Publication number: US20020133332A1
Application number: US09/904,222
Authority: US
Inventors: Linkai Bu; Tzi-Dar Chiueh
Original assignee: VerbalTek Inc
Current assignee: VerbalTek Inc
Priority date: 2000-07-13
Filing date: 2001-07-12
Publication date: 2002-09-19

Abstract

An apparatus and method for accurate speech recognition of an input speech spectrum vector in the Mandarin Chinese language comprising selecting a set of nine stationary Mandarin vowels for use as phonetic feature reference vowels, calculating projection and relative projection similarities of the input vector on the nine stationary Mandarin reference vowels, selecting from among said nine stationary Mandarin vowels a set of high projection similarity vowels, selecting from said set of high projection similarity vowels, the stationary Mandarin vowel having the highest relative projection similarity with the input vector, and selecting a vowel from said nine stationary Mandarin vowels responsive to a projection similarity measure if said set of high projection similarity vowels is null.

Description

FIELD OF THE INVENTION

This invention relates generally to automatic speech recognition systems and more particularly to a vowel vector projection similarity system and method to generate a set of phonetic features.

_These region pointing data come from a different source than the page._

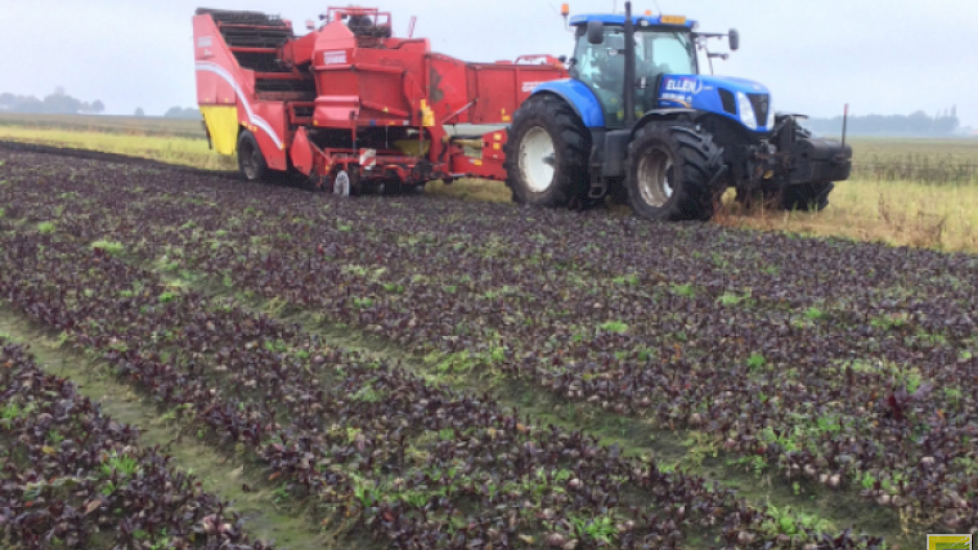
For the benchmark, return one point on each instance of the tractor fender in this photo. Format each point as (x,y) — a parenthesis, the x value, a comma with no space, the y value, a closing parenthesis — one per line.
(578,96)
(660,114)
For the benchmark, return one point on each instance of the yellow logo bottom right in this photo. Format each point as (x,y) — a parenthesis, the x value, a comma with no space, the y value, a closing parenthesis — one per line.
(950,542)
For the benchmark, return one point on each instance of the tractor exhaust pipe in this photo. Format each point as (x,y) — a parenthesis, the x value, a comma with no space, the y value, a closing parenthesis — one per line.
(628,95)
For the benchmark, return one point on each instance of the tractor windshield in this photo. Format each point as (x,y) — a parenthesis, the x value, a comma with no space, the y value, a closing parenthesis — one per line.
(657,51)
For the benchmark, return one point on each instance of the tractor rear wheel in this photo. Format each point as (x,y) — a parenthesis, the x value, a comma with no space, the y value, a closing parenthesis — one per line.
(672,172)
(547,153)
(808,197)
(251,162)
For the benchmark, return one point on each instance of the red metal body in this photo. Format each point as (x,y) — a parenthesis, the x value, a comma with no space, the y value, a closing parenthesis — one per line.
(350,96)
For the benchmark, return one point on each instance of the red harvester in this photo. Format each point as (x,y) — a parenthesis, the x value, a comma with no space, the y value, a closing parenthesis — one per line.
(350,106)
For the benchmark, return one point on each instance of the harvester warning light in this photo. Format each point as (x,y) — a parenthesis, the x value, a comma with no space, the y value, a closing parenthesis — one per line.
(950,542)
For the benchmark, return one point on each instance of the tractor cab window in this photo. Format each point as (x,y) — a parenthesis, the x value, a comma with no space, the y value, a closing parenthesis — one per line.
(602,67)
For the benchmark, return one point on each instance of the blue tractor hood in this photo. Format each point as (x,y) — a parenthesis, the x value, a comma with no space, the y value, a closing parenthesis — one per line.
(734,98)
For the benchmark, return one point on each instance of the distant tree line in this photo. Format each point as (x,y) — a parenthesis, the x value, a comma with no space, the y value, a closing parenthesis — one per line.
(916,124)
(58,103)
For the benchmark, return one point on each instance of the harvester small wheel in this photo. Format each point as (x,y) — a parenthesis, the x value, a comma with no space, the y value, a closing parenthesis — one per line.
(250,160)
(547,153)
(672,172)
(807,197)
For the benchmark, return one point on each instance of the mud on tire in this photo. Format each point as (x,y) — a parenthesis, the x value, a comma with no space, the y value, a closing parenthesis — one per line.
(672,172)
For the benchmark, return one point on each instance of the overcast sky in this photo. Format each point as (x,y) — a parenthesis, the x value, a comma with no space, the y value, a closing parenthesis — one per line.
(885,57)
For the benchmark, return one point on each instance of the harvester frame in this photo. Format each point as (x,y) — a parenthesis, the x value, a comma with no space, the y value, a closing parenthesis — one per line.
(351,102)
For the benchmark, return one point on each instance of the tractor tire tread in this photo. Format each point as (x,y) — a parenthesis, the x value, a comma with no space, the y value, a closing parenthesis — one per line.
(572,143)
(701,160)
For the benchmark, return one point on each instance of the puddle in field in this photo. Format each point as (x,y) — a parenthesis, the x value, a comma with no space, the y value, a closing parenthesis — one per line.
(269,517)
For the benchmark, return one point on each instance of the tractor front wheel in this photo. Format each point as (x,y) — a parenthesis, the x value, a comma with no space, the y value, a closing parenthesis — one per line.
(251,162)
(672,172)
(547,153)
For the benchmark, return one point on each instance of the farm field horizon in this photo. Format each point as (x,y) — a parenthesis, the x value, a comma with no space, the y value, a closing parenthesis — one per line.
(422,370)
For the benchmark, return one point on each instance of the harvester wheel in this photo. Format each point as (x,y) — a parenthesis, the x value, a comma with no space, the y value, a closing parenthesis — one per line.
(547,153)
(250,160)
(808,197)
(672,173)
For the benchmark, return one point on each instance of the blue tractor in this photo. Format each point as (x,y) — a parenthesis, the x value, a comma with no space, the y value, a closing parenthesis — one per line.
(638,121)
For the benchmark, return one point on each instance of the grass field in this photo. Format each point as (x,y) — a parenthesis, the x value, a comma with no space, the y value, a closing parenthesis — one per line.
(418,372)
(913,192)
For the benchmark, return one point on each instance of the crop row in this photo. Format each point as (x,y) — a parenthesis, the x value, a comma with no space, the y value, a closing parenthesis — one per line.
(374,446)
(71,477)
(858,396)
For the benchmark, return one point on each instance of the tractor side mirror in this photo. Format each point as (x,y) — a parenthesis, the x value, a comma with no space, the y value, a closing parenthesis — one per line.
(734,40)
(595,32)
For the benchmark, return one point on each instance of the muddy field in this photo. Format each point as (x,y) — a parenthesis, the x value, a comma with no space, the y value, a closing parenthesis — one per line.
(422,372)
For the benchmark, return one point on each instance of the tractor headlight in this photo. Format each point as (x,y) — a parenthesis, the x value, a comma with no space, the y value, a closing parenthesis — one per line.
(747,115)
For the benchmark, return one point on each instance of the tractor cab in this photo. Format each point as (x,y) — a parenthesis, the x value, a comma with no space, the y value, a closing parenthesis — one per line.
(664,45)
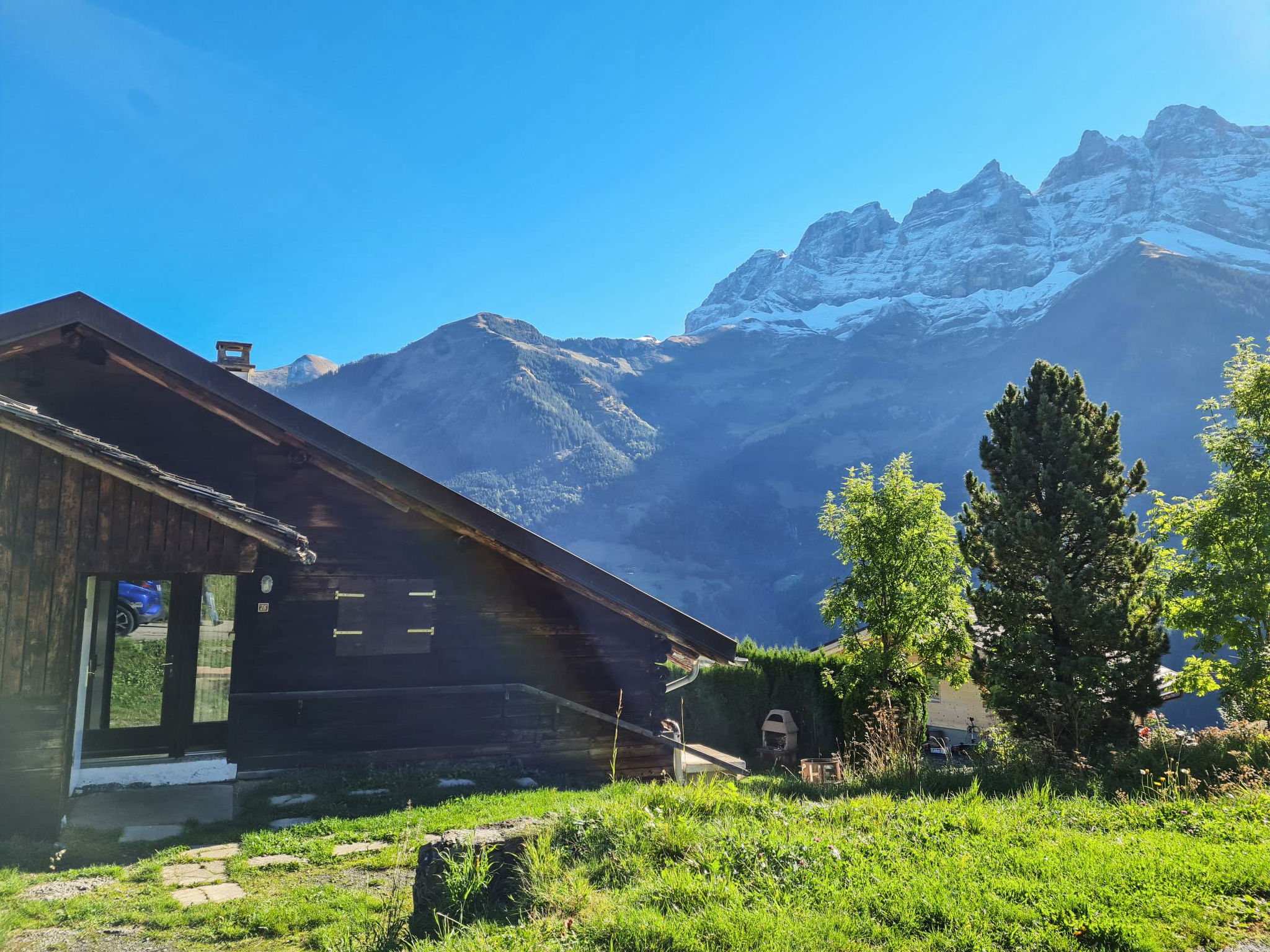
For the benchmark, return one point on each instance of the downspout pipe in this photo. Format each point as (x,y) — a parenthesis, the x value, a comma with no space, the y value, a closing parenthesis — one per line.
(690,677)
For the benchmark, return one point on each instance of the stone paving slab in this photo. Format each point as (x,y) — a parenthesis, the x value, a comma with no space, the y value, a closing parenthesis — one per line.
(273,860)
(193,874)
(290,799)
(220,851)
(153,832)
(288,822)
(366,847)
(197,895)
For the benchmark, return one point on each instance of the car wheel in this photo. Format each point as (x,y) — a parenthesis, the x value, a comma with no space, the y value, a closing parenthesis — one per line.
(125,620)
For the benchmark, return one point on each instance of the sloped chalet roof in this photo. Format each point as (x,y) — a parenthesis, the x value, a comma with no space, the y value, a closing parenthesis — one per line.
(76,316)
(30,423)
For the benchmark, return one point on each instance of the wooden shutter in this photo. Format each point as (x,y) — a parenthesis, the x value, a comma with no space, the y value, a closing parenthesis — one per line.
(357,606)
(409,616)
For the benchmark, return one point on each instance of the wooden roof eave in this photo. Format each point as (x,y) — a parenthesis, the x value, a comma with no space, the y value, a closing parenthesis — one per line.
(159,488)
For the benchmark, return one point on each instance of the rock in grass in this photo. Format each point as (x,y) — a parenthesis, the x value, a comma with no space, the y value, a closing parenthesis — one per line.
(293,799)
(193,874)
(148,834)
(258,862)
(220,851)
(349,848)
(500,842)
(197,895)
(286,823)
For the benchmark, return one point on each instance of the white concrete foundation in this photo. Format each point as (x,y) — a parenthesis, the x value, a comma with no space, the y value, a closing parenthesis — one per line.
(164,774)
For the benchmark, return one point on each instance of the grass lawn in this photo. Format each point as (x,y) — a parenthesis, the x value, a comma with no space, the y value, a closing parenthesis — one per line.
(766,863)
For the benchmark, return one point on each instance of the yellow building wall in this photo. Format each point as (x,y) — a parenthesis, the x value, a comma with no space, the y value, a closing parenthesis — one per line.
(956,707)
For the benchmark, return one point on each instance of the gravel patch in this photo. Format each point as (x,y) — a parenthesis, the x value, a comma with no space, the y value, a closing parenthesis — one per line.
(65,889)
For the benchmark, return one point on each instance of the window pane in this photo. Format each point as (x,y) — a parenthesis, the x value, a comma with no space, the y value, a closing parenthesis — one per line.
(215,649)
(140,635)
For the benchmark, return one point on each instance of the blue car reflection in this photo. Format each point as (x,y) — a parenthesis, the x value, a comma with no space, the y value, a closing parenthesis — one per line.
(136,603)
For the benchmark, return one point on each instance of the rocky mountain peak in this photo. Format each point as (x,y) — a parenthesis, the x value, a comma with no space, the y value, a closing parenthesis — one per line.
(303,369)
(993,254)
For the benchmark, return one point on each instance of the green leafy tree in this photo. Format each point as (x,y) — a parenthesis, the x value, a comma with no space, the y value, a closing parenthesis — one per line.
(1070,627)
(902,606)
(1217,580)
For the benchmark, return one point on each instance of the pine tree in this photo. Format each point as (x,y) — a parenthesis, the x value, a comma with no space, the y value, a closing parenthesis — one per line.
(1071,633)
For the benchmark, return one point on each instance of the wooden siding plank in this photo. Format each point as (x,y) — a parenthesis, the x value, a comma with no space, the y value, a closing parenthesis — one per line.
(172,534)
(88,517)
(19,578)
(186,542)
(158,524)
(60,676)
(48,496)
(9,460)
(139,526)
(104,514)
(215,544)
(202,530)
(120,512)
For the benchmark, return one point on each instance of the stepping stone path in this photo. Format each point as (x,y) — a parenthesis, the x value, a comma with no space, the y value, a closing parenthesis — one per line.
(145,834)
(291,799)
(193,874)
(273,860)
(349,848)
(288,822)
(220,892)
(221,851)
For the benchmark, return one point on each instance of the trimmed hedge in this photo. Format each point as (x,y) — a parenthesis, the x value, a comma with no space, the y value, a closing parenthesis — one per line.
(724,707)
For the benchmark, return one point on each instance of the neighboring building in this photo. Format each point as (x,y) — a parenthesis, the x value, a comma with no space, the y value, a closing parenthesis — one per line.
(198,579)
(950,711)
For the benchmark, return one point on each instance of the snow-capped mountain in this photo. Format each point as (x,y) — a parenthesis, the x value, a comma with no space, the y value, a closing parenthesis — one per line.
(303,369)
(695,466)
(993,254)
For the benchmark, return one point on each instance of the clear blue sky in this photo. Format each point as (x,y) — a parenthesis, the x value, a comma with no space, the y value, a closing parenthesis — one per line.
(343,178)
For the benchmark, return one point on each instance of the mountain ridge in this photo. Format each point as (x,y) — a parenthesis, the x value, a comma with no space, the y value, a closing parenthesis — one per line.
(695,466)
(992,254)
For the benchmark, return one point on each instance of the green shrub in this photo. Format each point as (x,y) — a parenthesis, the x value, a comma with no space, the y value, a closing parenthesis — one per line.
(724,707)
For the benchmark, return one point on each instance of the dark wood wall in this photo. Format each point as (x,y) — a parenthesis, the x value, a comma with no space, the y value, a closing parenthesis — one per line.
(495,621)
(59,522)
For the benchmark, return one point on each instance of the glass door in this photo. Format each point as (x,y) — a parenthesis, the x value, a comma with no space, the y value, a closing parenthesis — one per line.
(159,664)
(214,659)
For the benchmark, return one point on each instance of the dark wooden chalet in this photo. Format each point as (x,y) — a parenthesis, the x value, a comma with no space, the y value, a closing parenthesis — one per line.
(191,566)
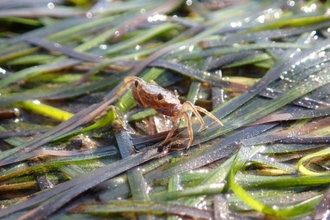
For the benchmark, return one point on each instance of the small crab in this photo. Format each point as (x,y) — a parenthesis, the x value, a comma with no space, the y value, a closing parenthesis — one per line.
(166,103)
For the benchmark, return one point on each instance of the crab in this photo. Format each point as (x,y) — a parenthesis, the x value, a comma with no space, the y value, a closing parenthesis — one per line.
(165,102)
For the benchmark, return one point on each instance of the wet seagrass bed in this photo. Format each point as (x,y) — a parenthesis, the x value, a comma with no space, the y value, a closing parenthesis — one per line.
(261,67)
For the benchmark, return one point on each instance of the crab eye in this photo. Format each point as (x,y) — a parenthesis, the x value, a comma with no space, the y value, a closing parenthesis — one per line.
(160,96)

BACKGROUND OF THE INVENTION

The Mandarin Chinese language embodies tens of thousands of individual characters each pronounced as a monosyllable, thereby providing a unique basis for ASR systems. However, Mandarin (and indeed the other dialects of Chinese) is a tonal language with each word syllable being uttered as one of four lexical tones or one natural tone. There are 408 base syllables and with tonal variation considered, a total of 1345 different tonal syllables. Thus, the number of unique characters is about ten times the number of pronunciations, engendering numerous homonyms. Each of the base syllables comprises a consonant (“INITIAL”) phoneme (21 in all) and a vowel (“FINAL”) phoneme (37 in all). Conventional ASR systems first detect the consonant phoneme, vowel phoneme and tone using different processing techniques. Then, to enhance recognition accuracy, a set of syllable candidates of higher probability is selected, and the candidates are checked against context for final selection. It is known in the art that most speech recognition systems rely primarily on vowel recognition as vowels have been found to be more distinct than consonants. Thus accurate vowel recognition is paramount to accurate speech recognition.

SUMMARY OF THE INVENTION

An apparatus and method for accurate speech recognition of an input speech spectrum vector in the Mandarin Chinese language comprising selecting a set of nine stationary Mandarin vowels for use as phonetic feature reference vowels, calculating projection and relative projection similarities of the input vector on the nine stationary Mandarin vowels, selecting from among said nine stationary Mandarin vowels a set of high projection similarity vowels, selecting from said set of high projection similarity vowels, the stationary Mandarin vowel having the highest relative projection similarity with the input vector, and selecting a vowel from said nine stationary Mandarin vowels responsive to a projection similarity measure if said set of high projection similarity vowels is null.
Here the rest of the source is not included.